Local couple face puppy fraud charges


A local couple is facing several charges after police say they were deceiving people who were buying puppies online.

Some of those customers reached out to 2 NEWS Investigates weeks ago about their concerns hoping to get something done about it this four-legged fraud.

It’s becoming big business, flipping dogs online. That’s when you buy a dog pretty cheap, turn around and sell for more money.

While that’s not illegal, deceiving the people you sell to is.

And that’s exactly what the Leonard family from Miamisburg says happened to them.

After losing their dog Maggie in December to cancer, the Leonards began the search for a Newfoundland puppy. They wanted a big dog that enjoys the water and would play with their kids.

They found just what they were looking for in January through a website called Hoobly.

“We thought we were getting a great deal!” said Diana Leonard.

This is the ad.

It listed 10 week old Newfoundland Puppies in Englewood. The description indicated they were registered purebreds by the American and Canadian Kennel Clubs. The seller claimed the dogs had vaccinations, talked about the parents and even included several pictures of puppies.

“She was so cute and cuddly.”

So the Leonard family agreed to buy one.

They meet the seller in a Taco Bell parking lot, paid 450 dollars cash and was handed Sadie, their new puppy.

“I was just in love with her right away,” exclaimed Leonard.

But during their first vet visit they got some surprising news.

“He could tell right away from her features and her growth that she wasn’t going to be a Newfoundland,” she said.

2 NEWS Investigates found evidence the seller was deceiving customers.

We took some of the pictures from that ad and looked them up online. Sure enough they showed up other places.

One of them was used in another ad on Hoobly. Another was found on a website called “Gentle Newfoundland Dogs.”

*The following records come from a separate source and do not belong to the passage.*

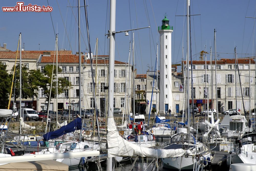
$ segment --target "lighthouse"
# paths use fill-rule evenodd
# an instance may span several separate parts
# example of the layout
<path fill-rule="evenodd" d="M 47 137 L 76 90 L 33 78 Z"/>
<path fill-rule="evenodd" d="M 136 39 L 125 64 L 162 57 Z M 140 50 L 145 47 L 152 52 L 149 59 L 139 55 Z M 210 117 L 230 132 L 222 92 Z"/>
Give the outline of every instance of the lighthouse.
<path fill-rule="evenodd" d="M 158 27 L 160 35 L 160 95 L 159 113 L 167 110 L 174 110 L 173 106 L 172 87 L 172 33 L 173 27 L 169 25 L 166 16 L 162 20 L 162 25 Z"/>

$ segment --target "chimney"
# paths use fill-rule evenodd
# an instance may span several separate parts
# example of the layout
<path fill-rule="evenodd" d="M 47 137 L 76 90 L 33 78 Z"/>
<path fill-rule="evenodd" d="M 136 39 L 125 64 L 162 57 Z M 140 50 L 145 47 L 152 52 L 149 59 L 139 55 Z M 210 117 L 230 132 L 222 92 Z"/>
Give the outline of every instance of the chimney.
<path fill-rule="evenodd" d="M 43 56 L 51 56 L 51 52 L 44 52 L 43 53 Z"/>

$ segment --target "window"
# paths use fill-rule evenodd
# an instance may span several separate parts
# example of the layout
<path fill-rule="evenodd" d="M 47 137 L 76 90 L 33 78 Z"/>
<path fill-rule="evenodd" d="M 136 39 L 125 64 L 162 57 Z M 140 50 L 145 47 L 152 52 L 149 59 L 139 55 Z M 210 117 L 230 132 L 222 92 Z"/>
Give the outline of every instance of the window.
<path fill-rule="evenodd" d="M 220 98 L 220 87 L 217 88 L 217 97 Z"/>
<path fill-rule="evenodd" d="M 41 89 L 40 91 L 41 91 L 41 97 L 45 97 L 45 90 L 43 89 Z"/>
<path fill-rule="evenodd" d="M 202 76 L 201 78 L 201 83 L 210 82 L 210 77 L 209 74 L 207 74 L 206 75 L 205 74 L 202 74 L 201 75 Z"/>
<path fill-rule="evenodd" d="M 28 67 L 28 63 L 24 63 L 24 66 L 27 68 L 28 69 L 29 68 Z"/>
<path fill-rule="evenodd" d="M 136 89 L 136 90 L 141 90 L 141 85 L 137 85 L 137 89 Z"/>
<path fill-rule="evenodd" d="M 228 101 L 228 109 L 231 109 L 233 108 L 233 105 L 232 104 L 233 102 L 232 101 Z"/>
<path fill-rule="evenodd" d="M 228 82 L 232 83 L 232 74 L 228 74 Z"/>
<path fill-rule="evenodd" d="M 41 66 L 41 72 L 44 72 L 45 68 L 45 66 Z"/>
<path fill-rule="evenodd" d="M 67 72 L 67 66 L 62 66 L 62 72 Z"/>
<path fill-rule="evenodd" d="M 105 70 L 100 70 L 100 76 L 102 77 L 105 76 Z"/>
<path fill-rule="evenodd" d="M 79 90 L 79 89 L 77 89 L 76 90 L 76 97 L 79 97 L 80 93 L 80 91 Z"/>
<path fill-rule="evenodd" d="M 196 98 L 196 88 L 193 87 L 193 91 L 191 90 L 191 98 L 192 97 L 194 99 Z"/>
<path fill-rule="evenodd" d="M 177 81 L 175 82 L 175 87 L 179 87 L 179 82 Z"/>
<path fill-rule="evenodd" d="M 104 89 L 105 86 L 105 83 L 100 83 L 100 92 L 105 92 L 105 90 Z"/>
<path fill-rule="evenodd" d="M 79 85 L 79 77 L 76 77 L 76 85 Z"/>
<path fill-rule="evenodd" d="M 232 96 L 232 87 L 228 87 L 228 97 L 231 97 Z"/>
<path fill-rule="evenodd" d="M 69 70 L 69 72 L 74 72 L 74 67 L 70 66 Z"/>
<path fill-rule="evenodd" d="M 204 97 L 207 97 L 207 95 L 208 94 L 208 87 L 206 87 L 206 88 L 205 87 L 204 88 Z"/>
<path fill-rule="evenodd" d="M 93 108 L 94 107 L 94 100 L 93 98 L 90 98 L 90 107 Z"/>
<path fill-rule="evenodd" d="M 249 96 L 250 95 L 250 92 L 249 91 L 249 87 L 246 87 L 244 88 L 243 95 L 244 96 Z"/>
<path fill-rule="evenodd" d="M 124 107 L 124 98 L 121 98 L 121 107 Z"/>
<path fill-rule="evenodd" d="M 121 83 L 121 92 L 124 92 L 125 90 L 125 83 Z"/>
<path fill-rule="evenodd" d="M 64 77 L 64 78 L 65 78 L 68 81 L 69 81 L 69 77 Z"/>
<path fill-rule="evenodd" d="M 64 91 L 64 97 L 68 97 L 68 90 L 66 90 Z"/>
<path fill-rule="evenodd" d="M 125 77 L 125 70 L 119 70 L 119 76 L 121 77 Z"/>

The Leonards believe Sadie is a Schnauzer mix, and they’re angry they were tricked into thinking it was a purebred, which is usually more expensive.

“A little disappointing that we didn’t get what we wanted. We didn’t get what we paid for,” said Leonard. She said while that may be the case, they will be keeping Sadie.

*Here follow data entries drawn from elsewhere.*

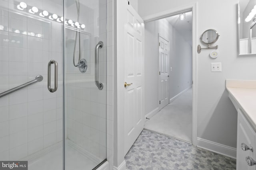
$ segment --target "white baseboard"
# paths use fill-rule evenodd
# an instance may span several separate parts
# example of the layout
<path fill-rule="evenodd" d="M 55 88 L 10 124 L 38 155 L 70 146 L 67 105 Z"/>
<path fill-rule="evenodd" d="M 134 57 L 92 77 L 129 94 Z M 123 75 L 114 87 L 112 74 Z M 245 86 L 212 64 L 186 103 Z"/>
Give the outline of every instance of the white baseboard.
<path fill-rule="evenodd" d="M 230 158 L 236 159 L 236 149 L 203 139 L 197 138 L 197 147 Z"/>
<path fill-rule="evenodd" d="M 109 170 L 109 163 L 108 161 L 106 161 L 105 163 L 97 168 L 97 170 Z"/>
<path fill-rule="evenodd" d="M 186 88 L 186 89 L 185 89 L 184 90 L 182 91 L 182 92 L 181 92 L 180 93 L 179 93 L 177 95 L 175 96 L 174 96 L 173 98 L 170 99 L 170 101 L 169 103 L 170 104 L 171 103 L 172 103 L 172 102 L 173 102 L 175 99 L 176 99 L 176 98 L 178 98 L 180 95 L 181 95 L 182 94 L 184 93 L 185 93 L 187 91 L 188 91 L 188 89 L 190 89 L 190 88 L 191 88 L 192 87 L 192 86 L 190 86 L 189 87 L 188 87 L 188 88 Z"/>
<path fill-rule="evenodd" d="M 146 118 L 147 117 L 147 118 L 148 118 L 148 119 L 150 119 L 151 117 L 152 117 L 153 116 L 155 115 L 159 111 L 159 107 L 156 107 L 156 108 L 155 108 L 155 109 L 154 109 L 154 110 L 153 110 L 152 111 L 150 111 L 150 112 L 149 112 L 149 113 L 146 115 L 145 115 L 145 118 L 146 119 Z"/>
<path fill-rule="evenodd" d="M 119 165 L 118 167 L 114 166 L 113 167 L 113 170 L 126 170 L 126 163 L 125 162 L 125 160 L 124 160 L 124 162 Z"/>

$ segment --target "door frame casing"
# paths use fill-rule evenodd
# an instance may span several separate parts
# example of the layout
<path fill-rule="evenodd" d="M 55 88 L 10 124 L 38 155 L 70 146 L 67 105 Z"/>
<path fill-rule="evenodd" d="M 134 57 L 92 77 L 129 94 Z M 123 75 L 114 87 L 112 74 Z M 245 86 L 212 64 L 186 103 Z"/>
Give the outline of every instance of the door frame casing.
<path fill-rule="evenodd" d="M 197 92 L 198 86 L 198 55 L 196 44 L 198 43 L 197 37 L 197 2 L 188 4 L 174 9 L 167 10 L 153 15 L 142 17 L 144 23 L 165 18 L 183 13 L 192 11 L 192 143 L 197 145 Z"/>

2 NEWS Investigates isn’t the only one investigating. The Humane Society of Greater Dayton and Englewood Police are now searching for more victims.

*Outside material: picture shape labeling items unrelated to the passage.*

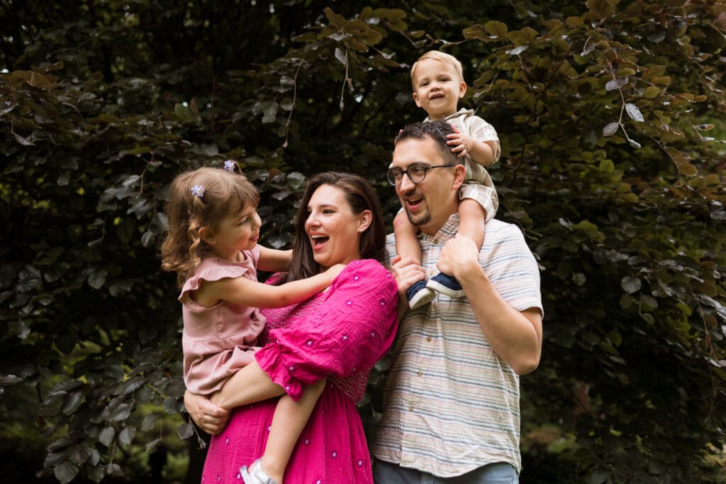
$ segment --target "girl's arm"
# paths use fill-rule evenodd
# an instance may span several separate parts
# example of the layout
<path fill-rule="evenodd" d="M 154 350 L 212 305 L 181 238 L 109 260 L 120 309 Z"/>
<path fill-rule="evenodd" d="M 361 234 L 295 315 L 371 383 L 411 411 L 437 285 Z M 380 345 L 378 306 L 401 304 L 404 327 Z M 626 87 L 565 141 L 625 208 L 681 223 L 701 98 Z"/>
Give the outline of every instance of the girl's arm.
<path fill-rule="evenodd" d="M 260 258 L 257 261 L 257 269 L 268 273 L 282 273 L 287 270 L 290 261 L 293 259 L 293 251 L 280 251 L 258 245 Z"/>
<path fill-rule="evenodd" d="M 301 302 L 325 289 L 345 267 L 338 264 L 321 274 L 282 286 L 270 286 L 245 277 L 203 281 L 192 297 L 205 307 L 211 307 L 220 299 L 250 307 L 285 307 Z"/>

“I had victims in Michigan, New York, Indiana and several in this area,” said Englewood Police Officer Emily Crist.

Humane Officer Sheila Marquis and Englewood Officer Emily Crist tells 2 NEWS Investigates there are now 11 victims with the same complaint against the same sellers.

They said their investigation determined the two responsible are a male and female in their 20s from Union.

According to reports we obtained, the Montgomery County Prosecutor has approved two felony charges against the couple including theft by deception and telecommunications fraud as well as five counts of falsifying records. Officer Crist said the couple gave fake vet records to some victims.

Humane Officer Marquis said the worst part is seeing victims being deceived, so she has a stern warning for future online customers.

“Keep a paper trail; keep the internet correspondence between yourself and the owner of the dog. Do your homework. Don’t meet them in a parking lot,” she said.

The Humane Society has the following tips to keep you from becoming victim to four legged fraud:

-Know the breed you are looking for and do your homework. You should be informed and knowledgeable on what it looks like.

-Never send money without seeing the animal

-Always ask for vet records if the seller claims they have them.

-Never meet someone in a parking lot.

-Ask to see the animal’s parents and see where they are raised. A reputable breeder will be glad to show you. This also confirms the purity of the breed.

-Never buy a dog that is claimed to be American Kennel Club registered without seeing the paperwork.

-Request references from previous buyers.